Выезд Армана Леви в Турцию обеспокоил бдительного агента князя Адама. Зверковский шлет письма Служальскому с настоятельной просьбой сообщить ему, какова, собственно, роль «этого еврея» в Стамбуле. Зверковский не доверяет Арману Леви, знает о нем, что тот принимал участие в баррикадных боях 1848 года. Этого обстоятельства агенту князя Чарторыйского более чем достаточно. Служальский в письме к Зверковскому-Ленуару успокаивает его, характеризуя Армана Леви как дотошного копуна, кабинетного ученого, филолога, который денно и нощно корпит над книжками, обучаясь турецкому, греческому и польскому языкам.
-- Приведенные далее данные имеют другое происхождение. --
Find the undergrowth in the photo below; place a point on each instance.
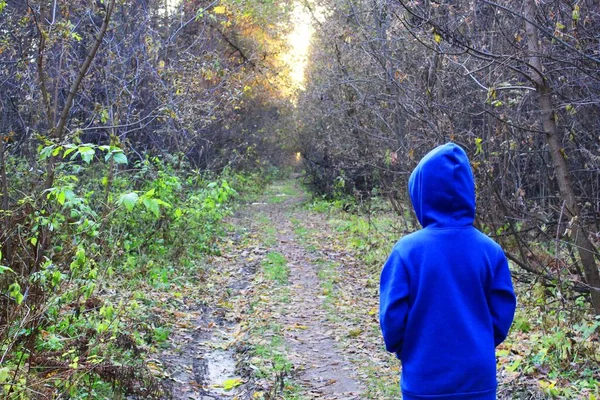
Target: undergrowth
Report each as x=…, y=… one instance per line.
x=92, y=259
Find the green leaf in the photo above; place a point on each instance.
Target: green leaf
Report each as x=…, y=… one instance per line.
x=3, y=269
x=68, y=151
x=4, y=371
x=152, y=206
x=129, y=200
x=120, y=158
x=46, y=152
x=87, y=154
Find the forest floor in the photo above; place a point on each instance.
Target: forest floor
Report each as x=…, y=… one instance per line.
x=287, y=311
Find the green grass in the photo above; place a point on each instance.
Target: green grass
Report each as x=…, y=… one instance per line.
x=275, y=268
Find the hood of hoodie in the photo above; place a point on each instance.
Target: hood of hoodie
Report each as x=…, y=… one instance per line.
x=442, y=189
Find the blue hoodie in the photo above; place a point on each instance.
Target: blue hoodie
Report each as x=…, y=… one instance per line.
x=446, y=296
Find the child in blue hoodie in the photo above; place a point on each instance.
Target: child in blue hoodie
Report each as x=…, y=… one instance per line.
x=446, y=295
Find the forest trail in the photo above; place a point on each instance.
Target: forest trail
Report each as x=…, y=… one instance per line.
x=287, y=311
x=266, y=325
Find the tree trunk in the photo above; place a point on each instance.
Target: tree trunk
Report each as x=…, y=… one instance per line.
x=584, y=246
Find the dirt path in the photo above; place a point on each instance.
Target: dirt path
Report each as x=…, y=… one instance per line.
x=212, y=351
x=289, y=312
x=322, y=367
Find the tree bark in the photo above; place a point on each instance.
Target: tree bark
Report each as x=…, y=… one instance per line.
x=584, y=246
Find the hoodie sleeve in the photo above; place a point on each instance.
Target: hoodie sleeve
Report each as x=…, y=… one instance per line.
x=502, y=301
x=393, y=303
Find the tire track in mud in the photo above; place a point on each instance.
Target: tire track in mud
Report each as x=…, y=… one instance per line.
x=207, y=347
x=320, y=366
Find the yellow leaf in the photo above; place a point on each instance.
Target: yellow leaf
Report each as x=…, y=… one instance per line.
x=231, y=383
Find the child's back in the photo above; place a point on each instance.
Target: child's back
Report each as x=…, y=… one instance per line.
x=446, y=294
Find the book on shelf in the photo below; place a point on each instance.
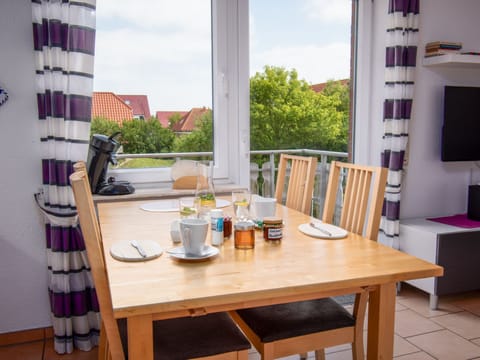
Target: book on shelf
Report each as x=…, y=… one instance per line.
x=437, y=48
x=445, y=45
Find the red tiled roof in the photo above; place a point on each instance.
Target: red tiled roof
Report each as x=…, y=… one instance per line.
x=188, y=122
x=139, y=105
x=321, y=86
x=164, y=116
x=109, y=106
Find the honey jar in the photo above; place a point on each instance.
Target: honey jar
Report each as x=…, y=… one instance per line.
x=272, y=229
x=244, y=235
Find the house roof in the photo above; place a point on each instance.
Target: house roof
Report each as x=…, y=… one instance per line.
x=164, y=116
x=138, y=103
x=109, y=106
x=321, y=86
x=188, y=122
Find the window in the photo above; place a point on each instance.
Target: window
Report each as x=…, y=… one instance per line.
x=228, y=94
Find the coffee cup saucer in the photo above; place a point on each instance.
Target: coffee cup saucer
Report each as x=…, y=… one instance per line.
x=179, y=253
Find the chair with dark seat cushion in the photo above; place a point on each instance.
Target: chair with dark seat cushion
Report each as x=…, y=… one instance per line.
x=212, y=336
x=299, y=327
x=301, y=178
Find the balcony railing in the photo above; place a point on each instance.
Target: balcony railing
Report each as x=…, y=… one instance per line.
x=263, y=169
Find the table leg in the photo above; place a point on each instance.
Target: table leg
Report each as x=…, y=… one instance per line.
x=140, y=337
x=381, y=322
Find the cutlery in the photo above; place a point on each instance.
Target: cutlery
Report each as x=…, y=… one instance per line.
x=139, y=248
x=315, y=226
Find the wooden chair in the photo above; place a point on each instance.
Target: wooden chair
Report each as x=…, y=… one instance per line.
x=299, y=327
x=213, y=336
x=300, y=183
x=364, y=187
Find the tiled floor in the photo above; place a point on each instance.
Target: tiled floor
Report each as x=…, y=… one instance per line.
x=450, y=333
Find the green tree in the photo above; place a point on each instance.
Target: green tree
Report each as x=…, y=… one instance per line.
x=200, y=139
x=286, y=113
x=104, y=127
x=146, y=136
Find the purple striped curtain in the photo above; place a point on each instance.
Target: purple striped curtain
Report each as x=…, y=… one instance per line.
x=400, y=62
x=64, y=43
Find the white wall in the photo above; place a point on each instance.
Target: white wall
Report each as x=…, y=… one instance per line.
x=431, y=187
x=23, y=269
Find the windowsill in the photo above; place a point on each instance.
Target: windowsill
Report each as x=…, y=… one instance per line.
x=161, y=193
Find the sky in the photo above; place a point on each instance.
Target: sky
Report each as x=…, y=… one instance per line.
x=162, y=49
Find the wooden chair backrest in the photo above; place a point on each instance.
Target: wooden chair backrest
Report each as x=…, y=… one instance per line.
x=364, y=187
x=93, y=243
x=300, y=182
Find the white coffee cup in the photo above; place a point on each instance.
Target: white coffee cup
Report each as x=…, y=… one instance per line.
x=175, y=231
x=264, y=207
x=193, y=233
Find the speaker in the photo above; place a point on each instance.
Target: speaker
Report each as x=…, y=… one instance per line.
x=473, y=212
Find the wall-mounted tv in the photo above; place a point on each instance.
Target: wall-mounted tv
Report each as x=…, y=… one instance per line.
x=461, y=124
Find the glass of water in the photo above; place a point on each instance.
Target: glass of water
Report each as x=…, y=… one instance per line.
x=241, y=204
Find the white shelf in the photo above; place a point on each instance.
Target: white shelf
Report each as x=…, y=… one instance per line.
x=453, y=60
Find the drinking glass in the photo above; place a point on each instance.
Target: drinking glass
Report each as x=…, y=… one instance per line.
x=241, y=204
x=187, y=208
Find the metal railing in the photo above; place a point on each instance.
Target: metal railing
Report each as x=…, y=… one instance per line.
x=263, y=167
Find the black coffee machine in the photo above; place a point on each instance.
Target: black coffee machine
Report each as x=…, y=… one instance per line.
x=101, y=152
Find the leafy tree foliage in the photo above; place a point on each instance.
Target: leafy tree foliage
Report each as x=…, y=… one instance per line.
x=200, y=139
x=104, y=126
x=146, y=136
x=286, y=113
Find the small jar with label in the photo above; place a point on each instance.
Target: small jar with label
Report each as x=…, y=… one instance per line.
x=216, y=222
x=244, y=235
x=272, y=229
x=227, y=227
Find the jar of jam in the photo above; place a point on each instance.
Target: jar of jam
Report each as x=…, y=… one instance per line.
x=244, y=235
x=272, y=229
x=227, y=227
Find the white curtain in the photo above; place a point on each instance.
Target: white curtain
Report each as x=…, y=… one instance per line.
x=400, y=61
x=64, y=43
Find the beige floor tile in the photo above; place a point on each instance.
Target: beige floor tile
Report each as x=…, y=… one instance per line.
x=445, y=345
x=402, y=346
x=27, y=351
x=339, y=355
x=420, y=303
x=470, y=303
x=463, y=323
x=415, y=356
x=409, y=323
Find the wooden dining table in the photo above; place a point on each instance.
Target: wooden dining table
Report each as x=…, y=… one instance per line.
x=300, y=267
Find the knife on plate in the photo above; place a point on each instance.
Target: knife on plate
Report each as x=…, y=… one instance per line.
x=139, y=248
x=315, y=226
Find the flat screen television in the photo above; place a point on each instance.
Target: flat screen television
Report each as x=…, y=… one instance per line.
x=461, y=124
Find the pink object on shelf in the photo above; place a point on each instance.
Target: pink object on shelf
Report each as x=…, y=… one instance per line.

Дело еврейского легиона как-то все не клеилось. Великие державы отнеслись к нему весьма сдержанно, явно не желая брать на себя излишних обязательств; также и Блистательная Порта, хотя она в принципе и выразила согласие на создание легиона, не дала фирмана. В этой затяжной тактике был отчасти повинен и сам Садык-паша, который под влиянием жены не слишком энергично действовал в столь неблагодарном и не сулившем особых выгод деле.
Тем временем Мицкевич возвратился в Константинополь, в свою монастырскую келью у лазаристов, на Галате. Келья была сырая, к тому же очень докучали мухи. Он пытался найти приют где-нибудь в другом месте. Перебрался, наконец, на Перу. Жалкое это было жилье. Сквозь единственное квадратное оконце сочился свет, мебель была убогая, «комната пахла запустением и напоминала наши корчмы осенней порой на украинских шляхах»[258].
Улочка, на которой стоял этот домик, последнее пристанище пилигрима, была очень узкая и грязная. Чтобы глотнуть воздуха, нужно было выбраться отсюда на берег Босфора. Гигантские кипарисы стреляли тут высоко в небо. От вод пролива шло оживляющее дуновение, вдали были видны затуманенные горы азиатского берега.
Мицкевич чувствует себя тут свободней, чем в Париже, хотя здоровье изменяет ему. Он вспоминает Литву, которая по характеру и обычаям куда ближе этим восточным краям, чем Франция времен Второй империи. Стамбул, древняя Византия, дышит памятью давних событий: полуразрушенные крепостные стены; врата, сквозь которые Магомет Второй въехал в город. В беломраморной мечети Эйюб хранится знамя Пророка. Храм Святой Софии, огромный, как горный кряж; византийские святые неподвижны и плоски, как прошлое. Краски и позолота потемнели от времени. Острые, как пики, минареты мечети султана Ахмеда. Главная улица Перы кишит дикими контрастами. Нищий в отрепьях и богатый купец в феске, нищенка и женщина под яшмаком[259]. Носильщики тяжестей, бочек и тюков сгибают шеи под жердями. Они покачиваются на ходу и хрипло покрикивают на зазевавшихся пешеходов: «Гварда! Гварда!» Языки мешаются в говоре узких улочек. Истинное вавилонское столпотворение! Когда проезжают крытые лазурным лаком рыдваны с султанскими одалисками, прохожие ускоряют шаги: им возбраняется наслаждаться этим чересчур соблазнительным зрелищем. Чадры молодых девиц из гарема султана настолько прозрачны, что можно мельком увидеть, как горят за ними черные очи, как пылают румяные лица.